El Jefe's Chores include:
1. creativity...how to move Congress and the VA by pretending to be the mouse that roared, even with fifty cents left in our pockets. For instance, gaining pro bono legal representation for last week's FOIA lawsuits against VA & USAF, and continuing my own claim as our poster child, hoping to get more than just Paul Bailey's to cite as awards short of BVA action. Getting a claim worked before the Court of Claims for Veterans Appeals will be foundational and that help has been offered us by a wonderful group of attorneys!
2. budget...pretending there is some money to do something useful
3. writing...maintain a blog and web presence, plus print items as needed such as speeches, white papers. Keep updating our C-123 iPad book
4. alliance building...we have the VVA, VFW and American Legion behind us, with less formal support from The Reserve Officer Association. Those folks have lobbyists, tacticians, attorneys, experience, we need to tap
5. support gathering...throw a net to get federal and state agencies to issue findings and opinions supporting us, as well as experts from universities; work with researchers
8. work with Senate and House staffs as they pressure VA and USAF for us.
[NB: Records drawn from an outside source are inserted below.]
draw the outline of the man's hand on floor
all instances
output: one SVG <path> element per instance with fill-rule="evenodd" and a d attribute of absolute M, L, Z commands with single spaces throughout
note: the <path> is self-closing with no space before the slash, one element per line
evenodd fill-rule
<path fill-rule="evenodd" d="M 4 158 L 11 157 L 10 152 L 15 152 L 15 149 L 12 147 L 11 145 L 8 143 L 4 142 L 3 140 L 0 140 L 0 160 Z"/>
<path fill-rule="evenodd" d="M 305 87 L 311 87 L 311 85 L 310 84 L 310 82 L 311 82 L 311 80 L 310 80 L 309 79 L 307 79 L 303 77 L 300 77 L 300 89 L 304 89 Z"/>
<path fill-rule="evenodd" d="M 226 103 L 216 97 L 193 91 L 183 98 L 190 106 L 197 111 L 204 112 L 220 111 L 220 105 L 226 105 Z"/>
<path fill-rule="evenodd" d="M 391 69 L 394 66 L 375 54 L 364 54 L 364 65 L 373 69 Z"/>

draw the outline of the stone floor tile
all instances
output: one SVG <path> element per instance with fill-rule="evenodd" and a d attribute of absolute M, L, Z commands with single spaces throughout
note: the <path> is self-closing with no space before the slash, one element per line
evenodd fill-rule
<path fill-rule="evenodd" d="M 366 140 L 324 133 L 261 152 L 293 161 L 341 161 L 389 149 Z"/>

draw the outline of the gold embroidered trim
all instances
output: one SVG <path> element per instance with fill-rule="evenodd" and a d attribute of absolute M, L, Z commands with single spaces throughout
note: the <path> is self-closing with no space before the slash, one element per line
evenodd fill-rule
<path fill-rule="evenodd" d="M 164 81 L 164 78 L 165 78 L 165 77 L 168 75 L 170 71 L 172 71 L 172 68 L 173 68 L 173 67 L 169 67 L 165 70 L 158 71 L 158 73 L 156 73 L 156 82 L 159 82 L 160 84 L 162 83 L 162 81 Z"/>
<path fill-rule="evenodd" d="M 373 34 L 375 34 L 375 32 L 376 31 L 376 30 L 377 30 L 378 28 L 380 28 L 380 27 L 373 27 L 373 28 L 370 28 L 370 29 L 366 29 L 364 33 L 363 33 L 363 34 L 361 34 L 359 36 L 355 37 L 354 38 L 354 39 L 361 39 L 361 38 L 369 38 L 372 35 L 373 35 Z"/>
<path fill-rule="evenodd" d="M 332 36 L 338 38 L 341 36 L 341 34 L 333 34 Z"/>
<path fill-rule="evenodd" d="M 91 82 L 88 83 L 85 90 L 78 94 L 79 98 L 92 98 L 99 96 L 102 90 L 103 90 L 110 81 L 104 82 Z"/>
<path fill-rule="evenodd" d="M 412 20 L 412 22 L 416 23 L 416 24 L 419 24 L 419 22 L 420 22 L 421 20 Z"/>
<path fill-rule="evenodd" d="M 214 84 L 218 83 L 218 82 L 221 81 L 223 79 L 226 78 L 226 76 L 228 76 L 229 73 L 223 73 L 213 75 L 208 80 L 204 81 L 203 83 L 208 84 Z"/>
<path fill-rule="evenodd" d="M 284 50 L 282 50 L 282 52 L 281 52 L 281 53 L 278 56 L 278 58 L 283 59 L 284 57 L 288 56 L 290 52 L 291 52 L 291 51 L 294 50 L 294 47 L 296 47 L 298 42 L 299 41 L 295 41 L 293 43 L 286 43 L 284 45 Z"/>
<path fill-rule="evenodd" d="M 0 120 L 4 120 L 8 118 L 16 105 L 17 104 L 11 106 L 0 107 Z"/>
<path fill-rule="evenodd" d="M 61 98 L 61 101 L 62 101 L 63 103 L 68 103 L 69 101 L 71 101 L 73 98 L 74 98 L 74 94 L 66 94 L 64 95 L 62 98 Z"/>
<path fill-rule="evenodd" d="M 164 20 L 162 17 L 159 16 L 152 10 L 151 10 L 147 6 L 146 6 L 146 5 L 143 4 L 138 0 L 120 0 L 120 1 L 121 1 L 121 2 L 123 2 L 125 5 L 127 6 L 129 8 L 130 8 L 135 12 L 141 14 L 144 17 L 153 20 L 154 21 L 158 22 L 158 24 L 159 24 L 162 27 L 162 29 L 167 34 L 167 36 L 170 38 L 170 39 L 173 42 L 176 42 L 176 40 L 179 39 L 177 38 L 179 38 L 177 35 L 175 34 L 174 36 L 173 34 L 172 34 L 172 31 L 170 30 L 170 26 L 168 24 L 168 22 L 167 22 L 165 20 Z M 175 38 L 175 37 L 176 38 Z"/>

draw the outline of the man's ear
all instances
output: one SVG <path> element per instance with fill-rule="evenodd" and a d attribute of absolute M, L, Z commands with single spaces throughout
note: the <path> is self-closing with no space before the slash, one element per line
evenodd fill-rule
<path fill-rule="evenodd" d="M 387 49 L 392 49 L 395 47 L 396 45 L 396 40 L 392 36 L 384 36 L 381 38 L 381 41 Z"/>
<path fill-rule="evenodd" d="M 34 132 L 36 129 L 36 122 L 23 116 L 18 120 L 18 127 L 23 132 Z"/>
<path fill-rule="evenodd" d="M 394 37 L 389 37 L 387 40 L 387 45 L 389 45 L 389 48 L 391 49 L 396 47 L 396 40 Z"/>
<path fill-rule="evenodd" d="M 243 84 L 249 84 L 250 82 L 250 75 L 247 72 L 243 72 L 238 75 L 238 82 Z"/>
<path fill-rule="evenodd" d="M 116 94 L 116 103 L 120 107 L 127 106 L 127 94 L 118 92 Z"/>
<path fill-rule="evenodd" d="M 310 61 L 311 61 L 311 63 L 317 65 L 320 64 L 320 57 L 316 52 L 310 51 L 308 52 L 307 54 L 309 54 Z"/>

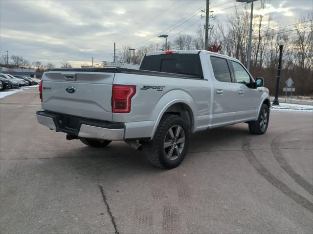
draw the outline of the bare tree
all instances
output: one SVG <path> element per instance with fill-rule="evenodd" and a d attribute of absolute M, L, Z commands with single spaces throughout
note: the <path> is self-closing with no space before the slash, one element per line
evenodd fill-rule
<path fill-rule="evenodd" d="M 309 26 L 306 22 L 303 22 L 308 20 L 311 20 Z M 293 41 L 297 49 L 295 58 L 302 69 L 310 69 L 313 66 L 313 14 L 297 20 L 295 28 L 296 34 Z"/>
<path fill-rule="evenodd" d="M 10 57 L 13 62 L 13 65 L 15 67 L 20 67 L 23 64 L 23 57 L 18 55 L 11 55 Z"/>
<path fill-rule="evenodd" d="M 32 64 L 34 66 L 37 68 L 36 70 L 40 70 L 41 67 L 43 65 L 40 61 L 34 61 Z"/>
<path fill-rule="evenodd" d="M 70 63 L 69 63 L 69 62 L 67 60 L 64 60 L 63 61 L 61 62 L 61 64 L 62 64 L 62 66 L 61 66 L 61 67 L 63 67 L 63 68 L 72 67 L 72 65 L 70 65 Z"/>
<path fill-rule="evenodd" d="M 30 66 L 30 62 L 25 58 L 23 59 L 22 64 L 20 66 L 21 68 L 25 69 L 27 67 L 29 67 L 29 66 Z"/>
<path fill-rule="evenodd" d="M 45 67 L 47 69 L 50 69 L 51 68 L 54 68 L 55 67 L 55 65 L 52 62 L 47 62 Z"/>
<path fill-rule="evenodd" d="M 196 31 L 196 37 L 194 39 L 194 43 L 196 50 L 203 50 L 204 47 L 204 29 L 201 25 L 199 25 Z"/>
<path fill-rule="evenodd" d="M 6 55 L 1 55 L 1 56 L 0 56 L 0 64 L 6 64 Z"/>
Big point...we need more veterans to urge more action from their senators as presently only six gentlemen are carrying our battle in the US Senate and they've asked why others aren't helping, especially from NH, CT and MA where most of our vets retired.

We need somebody besides an AME rep to lead us. Think about it...can you trust this project to an MSC officer, somebody who sleeps the entire mission?  Horrors!

Don't you want to lead our motley crew to victory in this exciting guerilla advocacy program? Someday, this will make very exciting reading in the Washington Post, right Josh?

Man up, somebody, and volunteer to take the helm.